There was a temple for the goddess Nehalennia here. Little is known about Nehalennia, but she must have been a Celtic or Germanic goddess, with power over trade and seafaring. Many travelers visited Ganventa on their journey, and prayed to Nehalennia for a safe journey over sea. The large number of altar stones found indicates that Ganventa was a major site for the worship of the goddess. Altars and remains of the temple were lifted out of the Eastern Scheldt in 1970. In 2005, a replica of the Gallo-Roman temple in Colijnsplaat was opened to the public.

==Finds after 1970==
On 14 April 1970m fisherman K. J. Bout found parts of an altar to Nehalennia in his nets while fishing near Colijnsplaat. Focused searches in 1970, 1971, and 1974 resulted in the find of about 240 altars and statues, votive stones and remains of a Roman building. These are now stored and displayed in the National Museum of Antiquities in Leiden. These were found in the Schaar of Colijnsplaat, a fairway in the Eastern Scheldt, where the temple of Nehalennia once stood.

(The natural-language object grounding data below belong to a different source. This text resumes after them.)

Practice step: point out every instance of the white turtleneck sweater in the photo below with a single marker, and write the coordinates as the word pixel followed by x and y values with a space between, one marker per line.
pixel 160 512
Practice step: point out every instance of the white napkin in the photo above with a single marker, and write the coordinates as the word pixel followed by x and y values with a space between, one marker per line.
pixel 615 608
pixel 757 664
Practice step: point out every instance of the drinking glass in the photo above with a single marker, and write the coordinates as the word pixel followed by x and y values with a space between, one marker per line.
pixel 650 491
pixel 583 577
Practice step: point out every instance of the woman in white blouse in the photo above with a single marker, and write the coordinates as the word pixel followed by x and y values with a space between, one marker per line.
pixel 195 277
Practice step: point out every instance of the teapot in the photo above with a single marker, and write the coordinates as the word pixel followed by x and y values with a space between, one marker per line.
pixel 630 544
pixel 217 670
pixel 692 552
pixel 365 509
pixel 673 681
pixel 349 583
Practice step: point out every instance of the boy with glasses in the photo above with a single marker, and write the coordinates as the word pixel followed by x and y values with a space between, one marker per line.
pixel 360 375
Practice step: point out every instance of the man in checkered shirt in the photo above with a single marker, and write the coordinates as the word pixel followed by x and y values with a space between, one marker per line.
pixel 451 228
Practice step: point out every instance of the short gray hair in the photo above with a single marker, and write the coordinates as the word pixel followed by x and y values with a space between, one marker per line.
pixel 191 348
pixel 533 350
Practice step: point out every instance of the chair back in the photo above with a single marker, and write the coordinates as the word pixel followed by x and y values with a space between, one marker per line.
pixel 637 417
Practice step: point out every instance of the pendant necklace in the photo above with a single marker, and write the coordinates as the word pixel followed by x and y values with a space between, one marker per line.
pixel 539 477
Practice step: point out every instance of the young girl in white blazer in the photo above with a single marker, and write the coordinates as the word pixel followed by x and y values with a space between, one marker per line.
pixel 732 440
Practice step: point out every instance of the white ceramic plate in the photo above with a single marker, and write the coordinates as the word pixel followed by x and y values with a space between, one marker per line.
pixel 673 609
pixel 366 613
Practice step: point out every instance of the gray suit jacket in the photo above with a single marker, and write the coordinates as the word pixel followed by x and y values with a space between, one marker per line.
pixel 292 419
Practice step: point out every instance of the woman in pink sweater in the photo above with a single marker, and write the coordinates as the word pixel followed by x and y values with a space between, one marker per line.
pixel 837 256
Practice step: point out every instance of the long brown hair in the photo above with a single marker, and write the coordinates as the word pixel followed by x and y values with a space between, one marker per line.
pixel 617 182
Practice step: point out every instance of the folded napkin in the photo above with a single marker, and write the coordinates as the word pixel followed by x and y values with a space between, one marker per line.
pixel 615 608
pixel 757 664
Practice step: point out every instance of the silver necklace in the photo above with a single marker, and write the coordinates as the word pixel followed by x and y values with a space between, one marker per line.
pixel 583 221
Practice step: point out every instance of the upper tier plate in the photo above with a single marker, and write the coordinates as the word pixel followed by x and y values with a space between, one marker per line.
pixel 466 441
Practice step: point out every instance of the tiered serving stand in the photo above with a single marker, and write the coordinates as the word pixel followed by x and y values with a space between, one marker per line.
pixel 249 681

The names of the persons who dedicated the statues and altars show that they were merchants from Italy, Cologne, Trier and Britain. They traded in salt, fish sauce, and textiles. Other wares included ceramics from the area around the Rhine, terracotta figurines from Cologne and Trier, and wine from Southern France and the Mosel. One inscription found translates to: "Before Nehalennia, Marcus Exingius Agricola, citizen of Trier, salt merchant in Cologne, has fulfilled his promise, willing and with reason." The majority of the votive offerings were donated by merchants to beseech the goddess for safe passage to Britannia.

In the period after the year 300, the temple disappeared into the Schaar of Colijnsplaat, near the settlement of Ganventa. Since 1999, a group of Flemish amateur archaeologists belonging to the Landelijke Werkgroep Archeologie Onder Water (National Work Group of Underwater Archaeology) has worked to map the bottom of the sea, around the location where the temple disappeared beneath the waves. A replica of the temple was built in Colijnsplaat in 2004.